One of the biggest regrets I have from one of my recent trips was when driving from The Grand Canyon to Monument Valley (controversially I found the latter more awe-inspiring) was not stopping at a hand-made sign saying: ‘Dinosaur Footprint This Way’ with an arrow pointing down a dirt track. Fear of it being a gang of kidnappers/rip-off merchants and knowledge that the destination was only an hour ahead stopped me from stopping, and I really regret that – I have since found out there are several Dinosaur footprints in that area, footprints where the Dinosaurs actually stood, gazzilions of years ago, in a land where they are often dismissed as a myth, how cool would it have been to see that, before the Creationists destroy them all?

You will also have to stop for food of course, and if you happen upon a Sonic drive in where the servers are still on roller skates, lucky you! It’s a standard burger joint, but the rollerskates make you feel like you’re in American Grafitti, which is cool. Speaking of which if you go to one diner, and you are in LA, go to Mel’s on Sunset. There are so many brilliant food places in the States and so many terrible ones that it would be pointless to start listing, but take the rough with the smooth and accept you won’t always luck out, but sometimes you will. Also, get a cool box so you always have a supply of snacks, sometimes your schedule might not fit in with mealtimes!

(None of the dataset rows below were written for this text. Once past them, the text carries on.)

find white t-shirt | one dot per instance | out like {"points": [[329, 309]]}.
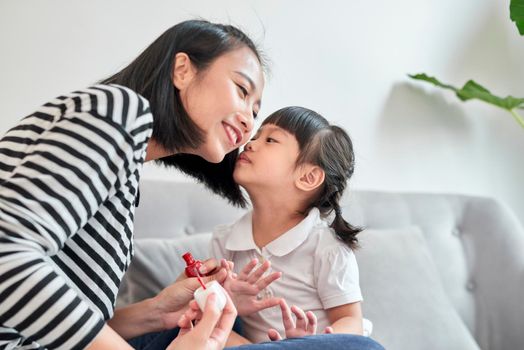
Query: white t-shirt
{"points": [[318, 270]]}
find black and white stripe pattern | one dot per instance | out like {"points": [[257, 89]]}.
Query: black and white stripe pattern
{"points": [[68, 181]]}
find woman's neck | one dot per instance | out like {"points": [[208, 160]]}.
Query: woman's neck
{"points": [[271, 220]]}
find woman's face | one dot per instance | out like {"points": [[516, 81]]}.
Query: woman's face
{"points": [[223, 101]]}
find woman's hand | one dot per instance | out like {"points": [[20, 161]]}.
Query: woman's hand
{"points": [[306, 323], [211, 331], [173, 300], [245, 287]]}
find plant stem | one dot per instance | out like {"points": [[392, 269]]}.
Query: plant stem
{"points": [[517, 117]]}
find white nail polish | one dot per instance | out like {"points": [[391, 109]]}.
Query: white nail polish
{"points": [[211, 287]]}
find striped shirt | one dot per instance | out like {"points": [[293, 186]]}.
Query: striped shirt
{"points": [[68, 181]]}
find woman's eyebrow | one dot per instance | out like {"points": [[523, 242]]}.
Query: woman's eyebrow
{"points": [[249, 80]]}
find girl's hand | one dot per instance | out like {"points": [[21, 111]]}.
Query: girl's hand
{"points": [[211, 331], [306, 323], [245, 287], [172, 301]]}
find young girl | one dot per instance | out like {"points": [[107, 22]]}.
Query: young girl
{"points": [[295, 170]]}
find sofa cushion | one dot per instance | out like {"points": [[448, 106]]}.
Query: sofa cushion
{"points": [[403, 295]]}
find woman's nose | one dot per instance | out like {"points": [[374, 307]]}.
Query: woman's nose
{"points": [[247, 122]]}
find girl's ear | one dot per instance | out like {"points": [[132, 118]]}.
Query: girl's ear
{"points": [[183, 71], [310, 177]]}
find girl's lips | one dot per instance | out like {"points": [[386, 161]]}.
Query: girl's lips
{"points": [[234, 135], [243, 158]]}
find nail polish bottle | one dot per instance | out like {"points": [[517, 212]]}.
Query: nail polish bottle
{"points": [[202, 293], [192, 265]]}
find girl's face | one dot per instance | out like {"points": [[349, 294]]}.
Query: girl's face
{"points": [[268, 160], [223, 101]]}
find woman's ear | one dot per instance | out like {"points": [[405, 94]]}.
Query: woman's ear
{"points": [[310, 177], [183, 71]]}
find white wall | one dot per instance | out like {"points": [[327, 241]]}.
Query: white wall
{"points": [[345, 59]]}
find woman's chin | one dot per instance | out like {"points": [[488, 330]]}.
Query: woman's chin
{"points": [[214, 156]]}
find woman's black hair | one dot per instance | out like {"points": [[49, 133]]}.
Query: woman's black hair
{"points": [[150, 75], [329, 147]]}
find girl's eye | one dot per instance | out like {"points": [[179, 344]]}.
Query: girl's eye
{"points": [[243, 90]]}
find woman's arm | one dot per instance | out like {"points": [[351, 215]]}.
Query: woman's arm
{"points": [[346, 318], [140, 318]]}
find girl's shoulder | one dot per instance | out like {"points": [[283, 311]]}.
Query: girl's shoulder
{"points": [[327, 241]]}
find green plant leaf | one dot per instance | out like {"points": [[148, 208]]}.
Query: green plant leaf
{"points": [[516, 13], [472, 90]]}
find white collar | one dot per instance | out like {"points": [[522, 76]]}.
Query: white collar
{"points": [[241, 237]]}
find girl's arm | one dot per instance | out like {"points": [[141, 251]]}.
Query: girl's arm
{"points": [[346, 318]]}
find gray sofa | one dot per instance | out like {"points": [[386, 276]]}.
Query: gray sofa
{"points": [[437, 271]]}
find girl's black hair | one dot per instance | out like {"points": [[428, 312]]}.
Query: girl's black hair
{"points": [[329, 147], [150, 75]]}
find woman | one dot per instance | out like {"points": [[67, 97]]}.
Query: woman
{"points": [[69, 181]]}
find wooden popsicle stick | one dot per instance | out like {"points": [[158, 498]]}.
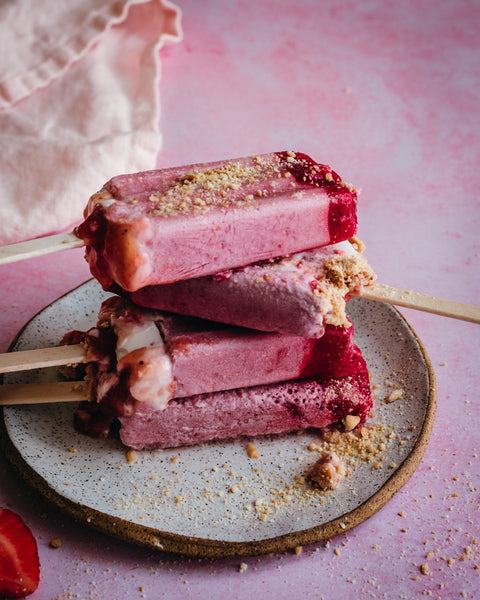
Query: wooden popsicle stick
{"points": [[39, 247], [423, 302], [40, 358], [41, 393]]}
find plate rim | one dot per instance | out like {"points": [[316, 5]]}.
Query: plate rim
{"points": [[198, 547]]}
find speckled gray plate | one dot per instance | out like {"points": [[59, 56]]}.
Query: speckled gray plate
{"points": [[213, 500]]}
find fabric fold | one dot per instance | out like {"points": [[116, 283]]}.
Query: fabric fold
{"points": [[86, 108]]}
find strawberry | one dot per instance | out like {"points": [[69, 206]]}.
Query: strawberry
{"points": [[19, 564]]}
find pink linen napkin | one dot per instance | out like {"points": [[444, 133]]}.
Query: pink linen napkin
{"points": [[79, 103]]}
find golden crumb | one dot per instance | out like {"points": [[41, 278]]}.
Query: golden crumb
{"points": [[357, 243], [131, 456], [395, 395], [328, 471], [252, 451], [351, 421]]}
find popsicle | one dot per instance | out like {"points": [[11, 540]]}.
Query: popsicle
{"points": [[139, 361], [296, 295], [162, 226], [319, 402]]}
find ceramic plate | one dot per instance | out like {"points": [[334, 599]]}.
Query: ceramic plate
{"points": [[213, 500]]}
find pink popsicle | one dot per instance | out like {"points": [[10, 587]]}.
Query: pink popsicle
{"points": [[162, 226], [317, 402], [139, 360], [295, 295]]}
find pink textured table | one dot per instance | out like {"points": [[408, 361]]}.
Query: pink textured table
{"points": [[387, 93]]}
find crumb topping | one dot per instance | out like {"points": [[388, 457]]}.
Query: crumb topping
{"points": [[205, 189]]}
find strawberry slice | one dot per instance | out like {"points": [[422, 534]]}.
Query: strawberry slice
{"points": [[19, 564]]}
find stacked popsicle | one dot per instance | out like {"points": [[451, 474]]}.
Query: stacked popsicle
{"points": [[244, 268]]}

8. Other Modes of Transport

If you can’t drive, the Greyhound buses are still really cheap and plentiful, though tend to not take direct routes, and go to very obscure and out of the way towns, which may be interesting for a while, but there might be a reason tourists don’t stop at these places. Riding the Greyhound also means you can’t just stop and get off wherever you want…so you might need to invest a lot of time if you want to see the country this way.

The trains are another possible mode of transport, they not as cheap and can be massively unreliable (on a recent journey between Seattle and Vancouver the train actually stopped to pick up a fax). As this might imply, any of them still hark back to the golden age of train travel and old fashioned values so can be worth it for the linen in the dining cars, the Polar express uniforms and, of course, the incredible views of the oceans, mountains, deserts and you can sometimes hit all of them in one day. The California Zepher between San Francisco and Chicago is a particularly magnificent journey.

9. Talk to People

People in the US are inherently friendlier that in the UK, but you still have to make the effort to talk to people in more out of the way places. The accent weirdly still helps – I was recently half an hour outside of LA and the motel staff surrounded me because my accent was so ‘cute’. Remember that Americans like storytelling and often they have fascinating stories to impart. The ulterior reason for talking to people though is to glean local knowledge from them.

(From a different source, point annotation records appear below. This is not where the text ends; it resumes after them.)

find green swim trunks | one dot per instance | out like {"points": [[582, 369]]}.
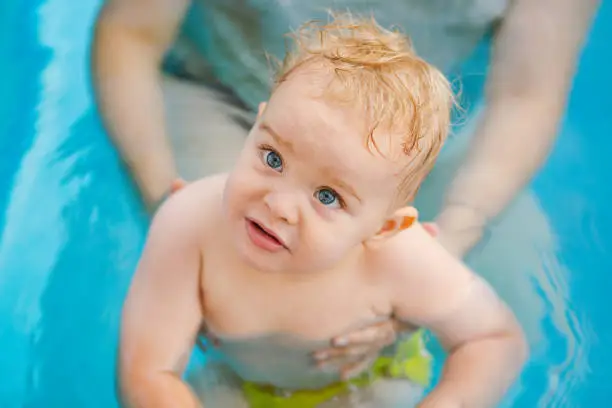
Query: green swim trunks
{"points": [[411, 361]]}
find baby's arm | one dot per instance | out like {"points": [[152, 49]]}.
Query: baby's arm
{"points": [[162, 313], [486, 345]]}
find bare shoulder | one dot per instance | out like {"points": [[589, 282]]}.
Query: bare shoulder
{"points": [[420, 274], [194, 206]]}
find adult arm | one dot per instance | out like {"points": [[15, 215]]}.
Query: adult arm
{"points": [[131, 37], [534, 60]]}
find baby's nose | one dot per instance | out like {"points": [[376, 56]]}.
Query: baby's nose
{"points": [[284, 206]]}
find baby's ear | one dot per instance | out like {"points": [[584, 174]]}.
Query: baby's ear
{"points": [[261, 109], [400, 220]]}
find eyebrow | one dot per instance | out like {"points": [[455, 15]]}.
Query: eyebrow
{"points": [[285, 143], [342, 185]]}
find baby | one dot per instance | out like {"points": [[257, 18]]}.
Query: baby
{"points": [[310, 236]]}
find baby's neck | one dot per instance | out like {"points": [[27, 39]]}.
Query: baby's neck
{"points": [[347, 264]]}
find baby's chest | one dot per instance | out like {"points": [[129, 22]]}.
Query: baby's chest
{"points": [[239, 304]]}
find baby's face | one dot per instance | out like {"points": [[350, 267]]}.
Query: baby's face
{"points": [[306, 190]]}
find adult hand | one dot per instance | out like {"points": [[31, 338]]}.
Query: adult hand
{"points": [[353, 352]]}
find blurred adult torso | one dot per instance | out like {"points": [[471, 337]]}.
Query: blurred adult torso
{"points": [[229, 41]]}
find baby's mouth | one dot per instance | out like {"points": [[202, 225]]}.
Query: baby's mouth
{"points": [[267, 233]]}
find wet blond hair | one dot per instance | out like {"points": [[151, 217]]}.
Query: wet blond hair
{"points": [[379, 70]]}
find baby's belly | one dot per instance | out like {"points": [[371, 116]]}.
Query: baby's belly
{"points": [[278, 360]]}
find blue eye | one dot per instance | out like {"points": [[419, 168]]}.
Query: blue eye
{"points": [[327, 197], [273, 160]]}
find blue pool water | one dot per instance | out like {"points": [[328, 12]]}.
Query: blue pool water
{"points": [[71, 227]]}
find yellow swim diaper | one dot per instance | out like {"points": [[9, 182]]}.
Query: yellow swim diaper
{"points": [[411, 361]]}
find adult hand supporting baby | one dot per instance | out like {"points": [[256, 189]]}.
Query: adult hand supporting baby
{"points": [[353, 352]]}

On my longest road trip, we made no firm plans beyond the next nights’ stop, and would talk to people when we got there and ask them what we should see the next day, where we should go that tourists don’t normally go. This technique helped us discover some incredible sights, restaurants, bars, areas and also to make some wonderful friends – who I still get an enormous amount of pleasure from, by finding out what they are up to on Facebook.

10. Enjoy the Journey

Not just the destination. This is so obvious and I can’t imagine why anyone would embark on a Road Trip without this being their main goal, but you’d be surprised. It is actually fine to ‘Griswald’ a sight (spend hours driving there, take a picture, get back in the car) or if you love it more than you expected, spend the night. Being in a vehicle for hours with loved ones gives you the perfect opportunity to re-discover them, to really talk without any second screen distractions, to laugh, to cry, to shout, to get things out in the open. The impact of the sense of freedom and the inspiration of the diverse, and constantly changing scenery, will allow you the space to think, and grow.

I can guarantee that by the end of your trip you will have expanded your horizons (hopefully not just your waistline) and grown into your best possible self. Just cling onto that feeling when you get home, and start planning for your next trip.